Lascia perdere il fatto che hai dimenticato il passaporto a Tel Aviv, pensa solo che sei diretto a Nablus. Però senza passaporto sono passibile di ogni tipologia possibile e immaginabile di fermo e interrogatorio. Sì ma tu pensa che stai andando a Nablus e sta’ bono. Mai paura, no?
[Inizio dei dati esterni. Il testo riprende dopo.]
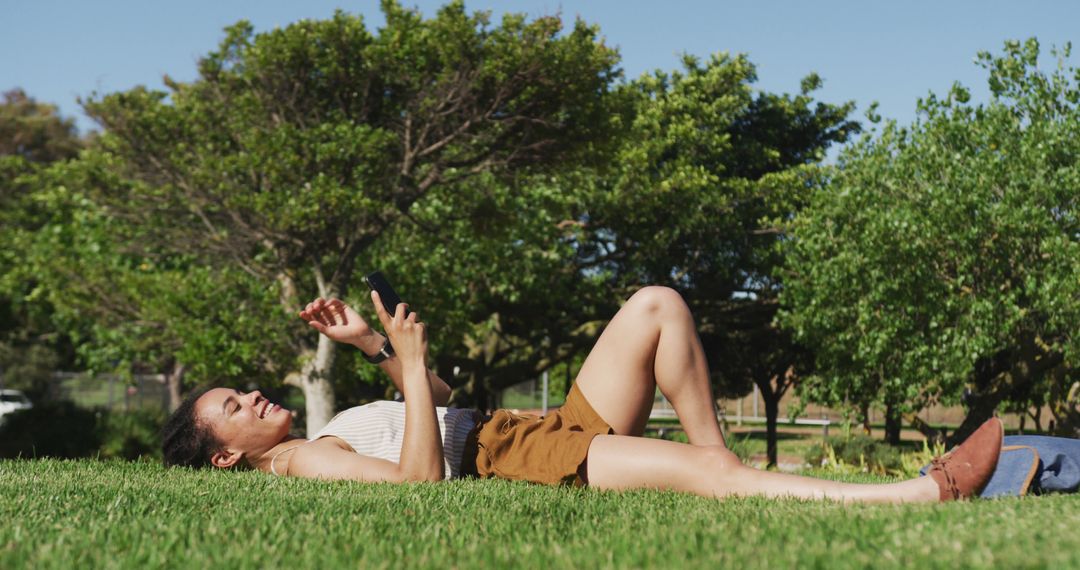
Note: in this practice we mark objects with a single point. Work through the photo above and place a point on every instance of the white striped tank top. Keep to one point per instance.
(378, 430)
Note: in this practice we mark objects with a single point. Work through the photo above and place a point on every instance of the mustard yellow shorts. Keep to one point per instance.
(547, 449)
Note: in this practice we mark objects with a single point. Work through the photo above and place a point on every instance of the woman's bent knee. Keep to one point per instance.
(718, 460)
(658, 299)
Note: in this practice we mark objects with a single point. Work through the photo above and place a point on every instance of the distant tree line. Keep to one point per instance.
(516, 188)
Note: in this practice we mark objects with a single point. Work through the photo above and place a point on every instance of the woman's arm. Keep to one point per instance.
(422, 447)
(373, 342)
(339, 322)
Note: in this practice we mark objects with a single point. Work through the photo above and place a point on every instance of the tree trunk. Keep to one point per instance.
(314, 381)
(771, 412)
(174, 384)
(892, 425)
(865, 410)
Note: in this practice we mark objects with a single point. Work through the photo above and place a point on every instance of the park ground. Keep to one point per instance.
(82, 514)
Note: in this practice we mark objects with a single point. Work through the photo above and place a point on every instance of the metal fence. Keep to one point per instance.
(111, 391)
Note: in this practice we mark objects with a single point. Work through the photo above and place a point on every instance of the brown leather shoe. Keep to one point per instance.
(963, 472)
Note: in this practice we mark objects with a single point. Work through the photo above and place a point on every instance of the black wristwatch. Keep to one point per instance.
(386, 352)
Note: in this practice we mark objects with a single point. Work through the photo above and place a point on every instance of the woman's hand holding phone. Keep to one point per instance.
(406, 333)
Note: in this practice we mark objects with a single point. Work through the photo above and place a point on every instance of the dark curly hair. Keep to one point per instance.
(186, 440)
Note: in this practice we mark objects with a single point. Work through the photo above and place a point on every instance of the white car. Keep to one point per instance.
(12, 401)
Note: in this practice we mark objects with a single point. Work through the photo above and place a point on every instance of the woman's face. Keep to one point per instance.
(245, 423)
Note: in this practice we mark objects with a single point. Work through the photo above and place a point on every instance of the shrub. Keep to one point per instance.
(54, 429)
(131, 435)
(862, 452)
(63, 430)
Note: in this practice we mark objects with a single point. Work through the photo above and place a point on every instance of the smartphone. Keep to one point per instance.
(390, 299)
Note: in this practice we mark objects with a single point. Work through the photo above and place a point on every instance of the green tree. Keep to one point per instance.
(943, 256)
(295, 149)
(31, 136)
(704, 176)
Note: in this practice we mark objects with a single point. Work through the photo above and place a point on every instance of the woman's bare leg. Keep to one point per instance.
(620, 462)
(651, 342)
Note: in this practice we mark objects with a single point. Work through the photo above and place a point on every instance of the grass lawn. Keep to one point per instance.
(79, 514)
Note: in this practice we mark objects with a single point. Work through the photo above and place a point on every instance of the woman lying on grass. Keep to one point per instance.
(595, 438)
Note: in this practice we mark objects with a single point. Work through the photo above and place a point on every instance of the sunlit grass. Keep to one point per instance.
(79, 514)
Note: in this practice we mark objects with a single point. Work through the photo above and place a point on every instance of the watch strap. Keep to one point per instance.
(386, 352)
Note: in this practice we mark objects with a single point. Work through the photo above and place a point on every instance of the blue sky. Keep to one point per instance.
(889, 52)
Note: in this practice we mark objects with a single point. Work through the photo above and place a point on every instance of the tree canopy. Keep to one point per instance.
(942, 257)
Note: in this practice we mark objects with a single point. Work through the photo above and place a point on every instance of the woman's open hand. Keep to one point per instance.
(407, 334)
(336, 320)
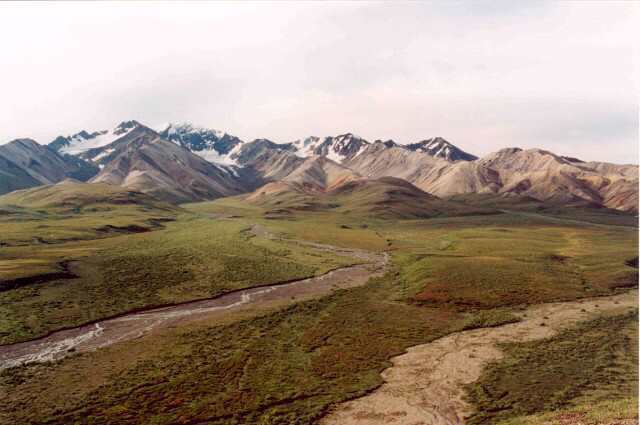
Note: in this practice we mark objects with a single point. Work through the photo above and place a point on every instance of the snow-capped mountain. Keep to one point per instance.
(338, 148)
(183, 162)
(439, 147)
(83, 141)
(213, 145)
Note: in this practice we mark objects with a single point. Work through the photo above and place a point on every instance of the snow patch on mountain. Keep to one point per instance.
(213, 145)
(83, 141)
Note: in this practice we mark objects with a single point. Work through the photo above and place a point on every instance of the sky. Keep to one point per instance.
(561, 76)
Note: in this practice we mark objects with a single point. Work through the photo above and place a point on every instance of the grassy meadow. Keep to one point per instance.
(287, 363)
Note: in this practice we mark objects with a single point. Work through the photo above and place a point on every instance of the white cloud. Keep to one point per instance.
(483, 74)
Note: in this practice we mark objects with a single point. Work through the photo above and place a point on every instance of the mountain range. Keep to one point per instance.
(185, 163)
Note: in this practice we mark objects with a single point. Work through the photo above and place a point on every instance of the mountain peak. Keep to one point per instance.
(441, 148)
(125, 127)
(213, 145)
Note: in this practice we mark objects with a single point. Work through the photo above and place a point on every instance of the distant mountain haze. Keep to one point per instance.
(182, 162)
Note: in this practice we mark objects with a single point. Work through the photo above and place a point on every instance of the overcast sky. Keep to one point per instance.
(484, 75)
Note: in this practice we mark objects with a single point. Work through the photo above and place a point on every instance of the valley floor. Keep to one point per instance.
(484, 297)
(428, 383)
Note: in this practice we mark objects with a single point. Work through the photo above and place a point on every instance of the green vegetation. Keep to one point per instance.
(593, 363)
(284, 367)
(288, 362)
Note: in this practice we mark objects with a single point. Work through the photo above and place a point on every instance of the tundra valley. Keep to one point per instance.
(180, 275)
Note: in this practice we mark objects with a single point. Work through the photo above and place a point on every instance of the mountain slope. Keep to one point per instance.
(387, 197)
(84, 141)
(74, 195)
(318, 173)
(212, 145)
(441, 148)
(338, 148)
(548, 177)
(143, 161)
(25, 163)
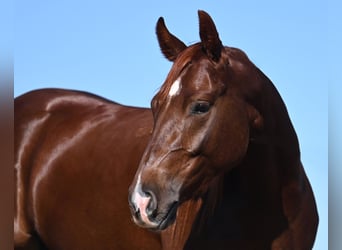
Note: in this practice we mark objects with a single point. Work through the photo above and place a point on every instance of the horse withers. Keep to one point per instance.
(215, 163)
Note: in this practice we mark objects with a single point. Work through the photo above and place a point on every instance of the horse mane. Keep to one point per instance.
(182, 61)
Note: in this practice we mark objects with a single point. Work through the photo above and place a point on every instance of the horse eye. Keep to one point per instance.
(200, 108)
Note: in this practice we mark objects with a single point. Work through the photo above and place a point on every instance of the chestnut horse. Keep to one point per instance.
(215, 163)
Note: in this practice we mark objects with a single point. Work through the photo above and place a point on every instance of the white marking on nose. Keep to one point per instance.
(175, 87)
(141, 203)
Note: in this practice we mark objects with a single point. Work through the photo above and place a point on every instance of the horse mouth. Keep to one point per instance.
(169, 217)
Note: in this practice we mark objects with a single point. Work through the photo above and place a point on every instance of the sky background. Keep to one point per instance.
(109, 48)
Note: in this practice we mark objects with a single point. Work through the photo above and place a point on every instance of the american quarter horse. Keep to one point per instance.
(215, 163)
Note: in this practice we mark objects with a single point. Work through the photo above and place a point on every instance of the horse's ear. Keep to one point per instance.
(170, 45)
(209, 36)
Arriviamo sul far dell’imbrunire e ad aspettarci c’è H., un ragazzo del posto. Nablus si trova nel cuore della zona settentrionale dei Territori palestinesi, di cui, assieme a Ramallah e Hebron, è una delle città principali. Questa si conficca nel ventre di una valle, tra due alture che arrivano entrambe sugli ottocento metri. Si tratta di una di quelle città dove le mura delle case sono ancora bucherellate dai pallettoni della Seconda Intifada. Ci sono posti dove le mura proprio non ci sono più, ci spiega H. Lui è psicologo e lavora con i bambini che hanno subito traumi infantili. E poi fa il fotografo, ché si è costruito da solo l’attrezzatura. Ah, e poi ha anche un ruolo nell’editing di certi documentari che vengono prodotti qui. Una di quelle persone che, quando le incontri e cominci a soppesare tra una mano e l’altra quello che hai concluso nella vita, beh, ti dici, ma quand’è che mi esilio in Antartide?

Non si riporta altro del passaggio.